By Alice Roussel in Data — May 28, 2018

Create your own crawler to use the Google Cloud NLP API

Offered by Google Cloud’s Natural Language APIs, entity and sentiment analyses classify terms and extract a general feeling. Dated 2015, a Google patent entitled Rankings of search results based on entity metrics demonstrates the value of using it in our SEO actions.

Officially launched in September 2017, the Google Cloud API on Natural Language allows content to be classified easily and quickly, and sentiments to be analysed from any data source (emails, Twitter, etc.). In our case, it is the content available through the title and description tags, and the editorial content that interests us. Before introducing you to the homemade crawler (which you can obviously download to use, improve, etc.), let’s take a closer look at Google’s patent to understand how these analyses can influence our SEO actions.

Natural Language Processing

Automatic natural language processing combines linguistics, computing and, of course, artificial intelligence through the machine learning. Several research fields are dedicated to it, which are certainly not unknown to you:

Syntax (lemmatization, etc.).
Semantics (automatic text generation, spell checking, etc.).
Signal processing (automatic speech recognition, etc.).
Extraction of information (recognition of named entities, analysis of sentiments, etc.).

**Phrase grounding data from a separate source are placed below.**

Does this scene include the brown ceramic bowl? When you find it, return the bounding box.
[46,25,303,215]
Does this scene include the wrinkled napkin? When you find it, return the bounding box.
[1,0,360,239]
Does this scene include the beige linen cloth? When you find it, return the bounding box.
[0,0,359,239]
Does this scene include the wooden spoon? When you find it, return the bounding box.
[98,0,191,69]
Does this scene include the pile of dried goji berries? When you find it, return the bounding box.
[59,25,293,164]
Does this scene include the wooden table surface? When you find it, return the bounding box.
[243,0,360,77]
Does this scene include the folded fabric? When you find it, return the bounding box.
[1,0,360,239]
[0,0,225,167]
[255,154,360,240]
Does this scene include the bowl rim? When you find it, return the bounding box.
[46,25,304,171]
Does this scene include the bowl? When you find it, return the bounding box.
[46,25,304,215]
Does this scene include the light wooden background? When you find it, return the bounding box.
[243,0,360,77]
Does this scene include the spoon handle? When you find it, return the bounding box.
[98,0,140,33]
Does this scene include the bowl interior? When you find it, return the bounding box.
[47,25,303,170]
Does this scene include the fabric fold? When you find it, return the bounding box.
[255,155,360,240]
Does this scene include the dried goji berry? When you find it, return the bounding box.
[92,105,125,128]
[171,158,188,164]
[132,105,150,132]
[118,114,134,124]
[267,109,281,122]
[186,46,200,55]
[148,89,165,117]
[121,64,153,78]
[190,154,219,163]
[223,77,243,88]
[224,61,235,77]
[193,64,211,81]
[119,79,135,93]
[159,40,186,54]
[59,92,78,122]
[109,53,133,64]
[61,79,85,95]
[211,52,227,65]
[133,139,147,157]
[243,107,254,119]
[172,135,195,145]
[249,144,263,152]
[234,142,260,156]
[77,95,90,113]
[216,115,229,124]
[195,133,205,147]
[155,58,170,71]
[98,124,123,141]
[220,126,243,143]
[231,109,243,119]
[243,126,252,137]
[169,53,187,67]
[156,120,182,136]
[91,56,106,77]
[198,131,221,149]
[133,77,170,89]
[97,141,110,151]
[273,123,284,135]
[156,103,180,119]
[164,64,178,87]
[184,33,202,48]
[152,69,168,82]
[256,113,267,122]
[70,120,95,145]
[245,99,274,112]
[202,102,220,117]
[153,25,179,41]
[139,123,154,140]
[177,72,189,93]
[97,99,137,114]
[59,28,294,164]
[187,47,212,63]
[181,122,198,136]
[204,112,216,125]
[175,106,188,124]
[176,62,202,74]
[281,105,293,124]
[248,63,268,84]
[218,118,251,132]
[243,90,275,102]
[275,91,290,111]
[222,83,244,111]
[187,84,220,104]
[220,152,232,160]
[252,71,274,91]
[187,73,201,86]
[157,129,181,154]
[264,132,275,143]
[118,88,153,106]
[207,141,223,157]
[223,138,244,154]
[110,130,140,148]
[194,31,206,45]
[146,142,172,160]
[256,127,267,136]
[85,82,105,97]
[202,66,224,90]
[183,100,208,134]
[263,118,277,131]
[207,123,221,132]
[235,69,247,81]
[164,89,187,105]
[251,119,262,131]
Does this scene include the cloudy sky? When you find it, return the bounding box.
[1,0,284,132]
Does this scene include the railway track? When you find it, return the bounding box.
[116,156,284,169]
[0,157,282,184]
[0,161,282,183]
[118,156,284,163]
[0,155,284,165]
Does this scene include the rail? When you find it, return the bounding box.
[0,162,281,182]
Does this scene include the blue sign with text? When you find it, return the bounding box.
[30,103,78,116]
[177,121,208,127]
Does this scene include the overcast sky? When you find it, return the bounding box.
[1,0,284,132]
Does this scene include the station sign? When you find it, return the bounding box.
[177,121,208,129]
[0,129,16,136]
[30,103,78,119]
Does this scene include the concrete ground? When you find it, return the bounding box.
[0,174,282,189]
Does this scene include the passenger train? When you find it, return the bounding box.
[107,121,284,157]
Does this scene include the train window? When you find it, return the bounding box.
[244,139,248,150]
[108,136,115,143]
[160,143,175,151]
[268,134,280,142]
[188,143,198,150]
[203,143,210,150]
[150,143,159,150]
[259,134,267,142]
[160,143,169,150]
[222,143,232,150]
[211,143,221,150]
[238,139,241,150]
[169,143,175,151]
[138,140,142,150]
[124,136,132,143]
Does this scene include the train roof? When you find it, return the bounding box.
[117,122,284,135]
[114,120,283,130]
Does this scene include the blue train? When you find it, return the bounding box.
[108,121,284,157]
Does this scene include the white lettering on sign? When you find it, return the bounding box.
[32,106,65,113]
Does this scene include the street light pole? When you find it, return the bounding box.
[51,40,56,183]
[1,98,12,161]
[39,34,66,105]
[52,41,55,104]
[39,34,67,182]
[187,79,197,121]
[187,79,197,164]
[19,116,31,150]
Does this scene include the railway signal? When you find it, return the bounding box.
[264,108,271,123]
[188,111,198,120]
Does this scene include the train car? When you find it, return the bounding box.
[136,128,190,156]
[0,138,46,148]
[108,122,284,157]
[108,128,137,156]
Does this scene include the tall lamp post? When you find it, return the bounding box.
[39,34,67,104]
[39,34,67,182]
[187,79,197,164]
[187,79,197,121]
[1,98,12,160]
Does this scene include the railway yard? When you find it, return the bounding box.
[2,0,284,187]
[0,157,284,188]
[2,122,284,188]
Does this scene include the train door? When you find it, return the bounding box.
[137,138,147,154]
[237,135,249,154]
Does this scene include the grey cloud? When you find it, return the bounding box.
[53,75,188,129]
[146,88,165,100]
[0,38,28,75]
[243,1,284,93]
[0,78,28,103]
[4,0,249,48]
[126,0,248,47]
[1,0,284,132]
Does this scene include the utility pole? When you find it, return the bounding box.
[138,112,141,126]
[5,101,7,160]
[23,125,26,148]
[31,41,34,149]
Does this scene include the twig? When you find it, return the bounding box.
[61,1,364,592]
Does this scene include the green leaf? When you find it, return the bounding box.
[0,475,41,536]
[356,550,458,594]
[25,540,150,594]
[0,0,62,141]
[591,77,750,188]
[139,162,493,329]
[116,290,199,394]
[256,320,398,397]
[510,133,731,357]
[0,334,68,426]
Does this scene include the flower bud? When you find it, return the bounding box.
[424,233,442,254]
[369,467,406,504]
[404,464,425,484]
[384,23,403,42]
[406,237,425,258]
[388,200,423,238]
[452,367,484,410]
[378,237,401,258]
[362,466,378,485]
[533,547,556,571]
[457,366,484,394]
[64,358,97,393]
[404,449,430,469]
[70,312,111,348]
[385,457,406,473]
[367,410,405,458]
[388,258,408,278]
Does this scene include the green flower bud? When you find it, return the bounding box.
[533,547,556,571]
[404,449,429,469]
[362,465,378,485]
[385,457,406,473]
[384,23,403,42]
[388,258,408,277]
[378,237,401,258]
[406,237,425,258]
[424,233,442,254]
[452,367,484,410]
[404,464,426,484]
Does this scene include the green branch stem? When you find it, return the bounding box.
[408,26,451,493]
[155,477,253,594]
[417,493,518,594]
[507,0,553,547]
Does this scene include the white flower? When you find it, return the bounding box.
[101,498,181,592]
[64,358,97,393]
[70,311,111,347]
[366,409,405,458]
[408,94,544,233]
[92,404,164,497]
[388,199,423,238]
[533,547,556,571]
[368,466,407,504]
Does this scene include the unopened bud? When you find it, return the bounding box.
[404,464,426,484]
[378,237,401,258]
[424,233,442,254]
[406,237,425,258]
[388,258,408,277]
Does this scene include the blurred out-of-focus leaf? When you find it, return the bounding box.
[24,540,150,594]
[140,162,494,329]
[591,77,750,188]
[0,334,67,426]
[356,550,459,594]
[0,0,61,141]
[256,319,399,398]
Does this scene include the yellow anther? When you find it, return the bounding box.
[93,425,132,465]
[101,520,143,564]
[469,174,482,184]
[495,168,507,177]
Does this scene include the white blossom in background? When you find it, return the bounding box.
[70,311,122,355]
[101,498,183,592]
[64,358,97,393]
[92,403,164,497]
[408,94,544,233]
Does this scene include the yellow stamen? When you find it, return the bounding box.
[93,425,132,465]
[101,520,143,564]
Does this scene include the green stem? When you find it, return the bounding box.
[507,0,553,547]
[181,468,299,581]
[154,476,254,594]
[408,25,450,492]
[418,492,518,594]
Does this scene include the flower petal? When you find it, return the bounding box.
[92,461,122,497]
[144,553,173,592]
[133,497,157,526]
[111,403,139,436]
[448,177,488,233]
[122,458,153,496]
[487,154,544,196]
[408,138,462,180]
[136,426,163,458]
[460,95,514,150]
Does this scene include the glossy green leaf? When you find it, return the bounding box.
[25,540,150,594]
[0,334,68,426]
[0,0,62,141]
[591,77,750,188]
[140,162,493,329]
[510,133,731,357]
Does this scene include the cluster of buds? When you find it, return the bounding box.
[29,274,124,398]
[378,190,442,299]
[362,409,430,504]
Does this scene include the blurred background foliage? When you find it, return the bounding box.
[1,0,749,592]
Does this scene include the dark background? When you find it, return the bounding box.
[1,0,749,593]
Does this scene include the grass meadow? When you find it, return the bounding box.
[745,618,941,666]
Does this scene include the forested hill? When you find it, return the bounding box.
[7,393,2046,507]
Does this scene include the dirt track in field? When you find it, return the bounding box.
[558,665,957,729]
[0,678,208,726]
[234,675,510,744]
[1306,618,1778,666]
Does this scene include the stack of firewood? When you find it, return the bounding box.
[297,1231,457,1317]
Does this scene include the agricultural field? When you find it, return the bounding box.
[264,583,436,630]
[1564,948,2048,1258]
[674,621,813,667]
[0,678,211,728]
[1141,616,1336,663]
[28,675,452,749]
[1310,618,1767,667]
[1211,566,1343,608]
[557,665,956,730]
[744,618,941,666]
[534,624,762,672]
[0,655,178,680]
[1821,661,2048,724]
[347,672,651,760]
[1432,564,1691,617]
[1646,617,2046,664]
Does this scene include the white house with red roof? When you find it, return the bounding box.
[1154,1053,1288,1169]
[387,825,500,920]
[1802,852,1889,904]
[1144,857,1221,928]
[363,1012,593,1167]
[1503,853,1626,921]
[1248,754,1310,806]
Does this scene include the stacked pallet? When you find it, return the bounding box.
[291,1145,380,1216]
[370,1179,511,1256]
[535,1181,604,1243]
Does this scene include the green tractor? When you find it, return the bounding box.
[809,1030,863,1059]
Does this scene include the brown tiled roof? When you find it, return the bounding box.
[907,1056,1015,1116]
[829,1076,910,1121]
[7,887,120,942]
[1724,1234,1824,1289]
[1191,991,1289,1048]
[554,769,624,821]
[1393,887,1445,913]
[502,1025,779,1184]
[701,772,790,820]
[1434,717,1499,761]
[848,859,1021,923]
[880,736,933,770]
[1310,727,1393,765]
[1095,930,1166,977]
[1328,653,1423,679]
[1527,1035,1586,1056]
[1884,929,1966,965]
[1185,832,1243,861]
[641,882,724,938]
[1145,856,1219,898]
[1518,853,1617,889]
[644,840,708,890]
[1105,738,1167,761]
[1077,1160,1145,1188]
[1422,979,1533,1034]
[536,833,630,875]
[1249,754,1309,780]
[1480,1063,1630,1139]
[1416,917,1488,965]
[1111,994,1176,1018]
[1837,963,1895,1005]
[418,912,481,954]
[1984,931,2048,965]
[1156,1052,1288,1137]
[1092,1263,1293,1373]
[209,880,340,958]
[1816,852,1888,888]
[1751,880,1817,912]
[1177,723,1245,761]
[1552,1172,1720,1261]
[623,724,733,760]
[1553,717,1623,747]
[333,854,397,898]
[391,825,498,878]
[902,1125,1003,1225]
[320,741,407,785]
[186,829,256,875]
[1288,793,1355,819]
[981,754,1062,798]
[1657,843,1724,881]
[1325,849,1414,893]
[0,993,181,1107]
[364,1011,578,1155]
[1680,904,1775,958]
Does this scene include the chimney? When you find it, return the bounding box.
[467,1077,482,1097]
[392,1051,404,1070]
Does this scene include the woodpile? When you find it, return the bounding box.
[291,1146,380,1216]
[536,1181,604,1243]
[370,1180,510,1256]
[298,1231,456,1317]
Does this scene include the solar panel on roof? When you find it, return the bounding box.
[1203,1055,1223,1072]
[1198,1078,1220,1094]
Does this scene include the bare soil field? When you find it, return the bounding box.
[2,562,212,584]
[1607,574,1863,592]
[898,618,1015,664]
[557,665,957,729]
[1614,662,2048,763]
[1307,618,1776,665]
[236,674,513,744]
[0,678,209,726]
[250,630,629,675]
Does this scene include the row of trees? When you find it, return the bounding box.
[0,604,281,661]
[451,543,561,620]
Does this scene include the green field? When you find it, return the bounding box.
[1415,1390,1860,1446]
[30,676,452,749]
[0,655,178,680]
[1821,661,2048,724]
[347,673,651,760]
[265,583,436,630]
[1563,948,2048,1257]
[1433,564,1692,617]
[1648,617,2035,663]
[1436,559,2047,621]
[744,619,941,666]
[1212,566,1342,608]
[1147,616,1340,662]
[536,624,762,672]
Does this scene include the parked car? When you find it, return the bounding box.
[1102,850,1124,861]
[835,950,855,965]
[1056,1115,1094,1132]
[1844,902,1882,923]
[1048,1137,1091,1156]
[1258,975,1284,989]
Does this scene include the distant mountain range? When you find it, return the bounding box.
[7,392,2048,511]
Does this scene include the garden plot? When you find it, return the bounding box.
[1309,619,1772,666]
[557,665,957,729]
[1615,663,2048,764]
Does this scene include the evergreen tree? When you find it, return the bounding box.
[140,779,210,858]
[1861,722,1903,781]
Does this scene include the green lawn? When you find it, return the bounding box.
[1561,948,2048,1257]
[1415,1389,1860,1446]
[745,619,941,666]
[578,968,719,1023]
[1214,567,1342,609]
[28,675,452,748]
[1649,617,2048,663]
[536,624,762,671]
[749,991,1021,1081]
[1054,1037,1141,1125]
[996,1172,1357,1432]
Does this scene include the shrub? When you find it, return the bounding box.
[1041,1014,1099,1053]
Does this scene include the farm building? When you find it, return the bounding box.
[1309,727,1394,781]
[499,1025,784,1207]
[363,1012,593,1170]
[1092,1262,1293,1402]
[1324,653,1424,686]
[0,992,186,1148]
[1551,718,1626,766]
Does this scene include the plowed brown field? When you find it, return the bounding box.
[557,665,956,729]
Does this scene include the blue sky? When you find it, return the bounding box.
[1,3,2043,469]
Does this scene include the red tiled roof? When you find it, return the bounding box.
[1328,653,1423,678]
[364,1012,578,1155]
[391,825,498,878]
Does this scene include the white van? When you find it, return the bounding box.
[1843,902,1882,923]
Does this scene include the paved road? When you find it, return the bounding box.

Classification of search results according to entities

Available on Google’s website dedicated to patents, the document on the ranking of search results in relation to entities is summarized as follows:

Computer-readable methods, systems and media are provided for classifying search results. A search system can determine several parameters based on the search results. The search system can determine weights for metrics, weights being based in part on the type of entity included in the search. The search system can determine a score by combining metrics and weights. The search system can rank the search results according to the score.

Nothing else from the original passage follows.